Grant’s first concern was to get a grasp of the business affairs which had so unexpectedly come under his direction. To accomplish this he continued the practice of the Landson ranch; he was up every morning at five, and had done a day’s work before the members of his staff began to assemble. For advice he turned to Jones and Murdoch, and the management of routine affairs he left entirely in the hands of the latter. He had soon convinced himself that the camaraderie of the ranch would not work in a staff of this kind, so while he was formulating plans of his own he left the administration to Murdoch. He found this absence of companionship the most unpleasant feature of his position; it seemed that his wealth had elevated him out of the human family. He wavered between amusement and annoyance over the deference that was paid him. Some of the staff were openly terrified at his approach.

Not so Miss Bruce. Miss Bruce had tapped on the door and entered with the words, “I was your father’s stenographer. He left practically all his personal correspondence to me. I worked at this desk in the corner, and had a private office through the door there into which I slipped when my absence was preferred.”

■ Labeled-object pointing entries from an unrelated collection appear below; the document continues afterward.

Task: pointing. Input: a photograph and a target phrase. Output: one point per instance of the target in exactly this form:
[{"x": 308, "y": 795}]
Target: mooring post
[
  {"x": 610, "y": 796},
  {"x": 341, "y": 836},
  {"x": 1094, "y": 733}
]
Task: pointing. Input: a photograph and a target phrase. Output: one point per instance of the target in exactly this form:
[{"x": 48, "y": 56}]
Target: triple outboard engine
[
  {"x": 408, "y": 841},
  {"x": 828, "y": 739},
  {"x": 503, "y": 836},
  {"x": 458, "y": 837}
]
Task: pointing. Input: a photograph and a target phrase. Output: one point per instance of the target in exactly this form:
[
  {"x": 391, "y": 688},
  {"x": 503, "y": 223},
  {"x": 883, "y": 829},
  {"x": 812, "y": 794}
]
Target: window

She had crossed the room, and, instead of standing respectfully before Grant’s desk, had come around the end of it. Grant looked up with some surprise, and noted that her features were not without commending qualities. The mouth, a little large, perhaps—

“How do you think you’re going to like your job?” she asked.

Grant swung around quickly in his chair. No one in the staff had spoken to him like that; Murdoch himself would not have dared address him in so familiar a manner. He decided to take a firm position.

“Were you in the habit of speaking to my father like that?”

“Your father was a man well on in years, Mr. Grant. Every man according to his age.”

“I am the head of the firm.”

“That is so,” she assented. “But if it were not for me and the others on your pay roll there would be no firm to require a head, and you’d be out of a job. You see, we are quite as essential to you as you are to us.”

Grant looked at her keenly. Whatever her words, he had to admit that her tone was not impertinent. She had a manner of stating a fact, rather than engaging in an argument. There was nothing hostile about her. She had voiced these sentiments in as matter-of-fact a way as if she were saying, “It’s raining out; you had better take your umbrella.”